The electricity situation alone is significant. The World Bank estimates that the lack of stable electricity costs Nigeria’s economy approximately $26.2 billion annually, equivalent to about 2% of GDP, forcing many businesses to run on expensive diesel generators. That cost ripples outward.

In practical terms, AI tools built for Nigeria cannot assume a stable broadband connection or a computer that is always powered on. The tools that will actually get used are the ones that work on a smartphone, consume minimal data, and can function offline when connectivity drops, syncing back up when it returns. The mobile phone is already how many Nigerian SME owners run their businesses. AI that meets them there, rather than demanding infrastructure they do not have, is AI that has a genuine future in this market.

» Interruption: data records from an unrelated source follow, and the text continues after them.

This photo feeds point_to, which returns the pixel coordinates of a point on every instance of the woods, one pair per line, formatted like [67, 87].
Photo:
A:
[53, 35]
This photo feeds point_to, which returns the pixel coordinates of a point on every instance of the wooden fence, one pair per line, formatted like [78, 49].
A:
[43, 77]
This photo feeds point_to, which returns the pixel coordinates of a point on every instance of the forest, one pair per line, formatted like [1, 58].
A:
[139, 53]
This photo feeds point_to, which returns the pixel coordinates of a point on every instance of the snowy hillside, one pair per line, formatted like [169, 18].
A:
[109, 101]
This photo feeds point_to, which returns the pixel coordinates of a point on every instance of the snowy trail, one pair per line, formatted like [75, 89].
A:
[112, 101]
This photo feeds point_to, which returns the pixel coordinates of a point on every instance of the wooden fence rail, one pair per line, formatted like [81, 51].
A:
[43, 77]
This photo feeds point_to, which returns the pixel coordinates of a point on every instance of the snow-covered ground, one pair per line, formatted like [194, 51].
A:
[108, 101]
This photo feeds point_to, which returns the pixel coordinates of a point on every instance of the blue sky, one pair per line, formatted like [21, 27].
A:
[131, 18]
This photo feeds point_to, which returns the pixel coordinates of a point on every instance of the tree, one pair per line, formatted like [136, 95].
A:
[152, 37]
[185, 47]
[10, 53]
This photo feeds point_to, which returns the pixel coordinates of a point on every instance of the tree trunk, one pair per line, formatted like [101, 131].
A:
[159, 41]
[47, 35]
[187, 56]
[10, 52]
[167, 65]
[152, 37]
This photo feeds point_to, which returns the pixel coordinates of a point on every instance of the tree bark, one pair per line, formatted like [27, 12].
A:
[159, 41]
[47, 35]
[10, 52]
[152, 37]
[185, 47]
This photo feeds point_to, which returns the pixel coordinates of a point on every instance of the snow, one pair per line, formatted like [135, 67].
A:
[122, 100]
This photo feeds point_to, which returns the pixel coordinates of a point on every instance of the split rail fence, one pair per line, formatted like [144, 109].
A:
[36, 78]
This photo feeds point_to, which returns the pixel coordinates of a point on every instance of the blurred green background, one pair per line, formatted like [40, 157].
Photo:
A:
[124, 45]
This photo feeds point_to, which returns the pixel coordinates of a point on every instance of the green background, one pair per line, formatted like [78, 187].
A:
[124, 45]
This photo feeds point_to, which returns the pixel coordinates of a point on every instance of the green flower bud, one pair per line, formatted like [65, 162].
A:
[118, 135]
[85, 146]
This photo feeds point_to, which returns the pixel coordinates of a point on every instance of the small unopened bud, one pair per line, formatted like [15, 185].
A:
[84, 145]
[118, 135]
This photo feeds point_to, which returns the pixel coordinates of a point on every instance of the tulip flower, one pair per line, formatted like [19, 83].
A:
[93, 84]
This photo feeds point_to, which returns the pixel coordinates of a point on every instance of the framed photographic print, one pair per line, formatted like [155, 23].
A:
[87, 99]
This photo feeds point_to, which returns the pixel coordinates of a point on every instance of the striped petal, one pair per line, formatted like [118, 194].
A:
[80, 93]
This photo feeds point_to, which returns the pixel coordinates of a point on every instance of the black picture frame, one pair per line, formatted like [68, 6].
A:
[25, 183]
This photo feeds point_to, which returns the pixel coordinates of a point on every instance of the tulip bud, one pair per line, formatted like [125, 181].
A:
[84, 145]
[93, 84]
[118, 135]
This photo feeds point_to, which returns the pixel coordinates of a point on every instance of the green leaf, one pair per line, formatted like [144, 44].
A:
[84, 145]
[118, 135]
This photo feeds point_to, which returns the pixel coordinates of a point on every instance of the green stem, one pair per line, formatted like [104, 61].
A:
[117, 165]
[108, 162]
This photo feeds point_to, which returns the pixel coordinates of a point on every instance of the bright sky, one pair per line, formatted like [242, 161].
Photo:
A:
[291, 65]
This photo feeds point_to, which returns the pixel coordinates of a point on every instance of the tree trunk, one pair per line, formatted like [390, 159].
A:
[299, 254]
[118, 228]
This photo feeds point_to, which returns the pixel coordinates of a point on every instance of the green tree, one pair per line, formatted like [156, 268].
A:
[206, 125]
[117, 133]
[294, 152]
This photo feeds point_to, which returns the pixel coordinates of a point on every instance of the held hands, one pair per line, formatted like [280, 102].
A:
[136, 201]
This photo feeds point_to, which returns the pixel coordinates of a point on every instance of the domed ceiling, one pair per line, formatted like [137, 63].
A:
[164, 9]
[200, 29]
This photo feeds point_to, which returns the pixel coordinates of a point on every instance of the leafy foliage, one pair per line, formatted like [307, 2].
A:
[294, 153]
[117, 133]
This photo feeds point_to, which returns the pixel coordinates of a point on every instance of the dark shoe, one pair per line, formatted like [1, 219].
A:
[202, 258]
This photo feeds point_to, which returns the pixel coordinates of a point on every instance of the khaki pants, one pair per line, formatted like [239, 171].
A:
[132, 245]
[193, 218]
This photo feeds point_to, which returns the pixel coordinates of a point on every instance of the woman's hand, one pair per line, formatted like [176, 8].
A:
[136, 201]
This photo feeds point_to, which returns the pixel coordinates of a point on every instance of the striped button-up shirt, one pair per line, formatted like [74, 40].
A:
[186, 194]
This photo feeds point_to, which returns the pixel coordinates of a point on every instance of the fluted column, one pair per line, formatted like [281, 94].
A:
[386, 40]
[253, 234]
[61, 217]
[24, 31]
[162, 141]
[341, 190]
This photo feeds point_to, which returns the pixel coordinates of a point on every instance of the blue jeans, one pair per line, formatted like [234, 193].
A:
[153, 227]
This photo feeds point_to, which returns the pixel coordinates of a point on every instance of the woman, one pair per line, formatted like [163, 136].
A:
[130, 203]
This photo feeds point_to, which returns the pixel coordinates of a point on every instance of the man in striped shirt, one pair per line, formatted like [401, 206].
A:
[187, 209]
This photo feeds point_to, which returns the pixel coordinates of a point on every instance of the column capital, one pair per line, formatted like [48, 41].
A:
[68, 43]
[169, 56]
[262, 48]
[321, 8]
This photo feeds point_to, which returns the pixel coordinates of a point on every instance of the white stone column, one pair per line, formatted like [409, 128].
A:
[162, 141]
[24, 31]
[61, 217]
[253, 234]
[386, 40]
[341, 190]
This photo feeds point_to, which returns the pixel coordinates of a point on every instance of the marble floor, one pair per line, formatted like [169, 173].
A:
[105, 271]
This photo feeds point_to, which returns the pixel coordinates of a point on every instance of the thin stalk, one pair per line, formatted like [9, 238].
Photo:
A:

The direction is clear: build capability from within, using tools that make that possible. Recent AI performance research reveals that 64% of African workers are already actively using AI at work, signalling massive grassroots readiness and driving forward-thinking organisations across Nigeria, Kenya, and South Africa to aggressively prioritise internal upskilling frameworks to bridge the talent gap.

As the policy groundwork is being laid, the commercial ecosystem is beginning to respond. What remains is a clear-eyed acceptance that AI tools built for this market need to look different from those built for markets with different realities. Low cost, low bandwidth, and usability for non-technical people are not modest ambitions; they are the actual requirements. Build for those realities, and AI has a real future in Nigeria’s SME economy.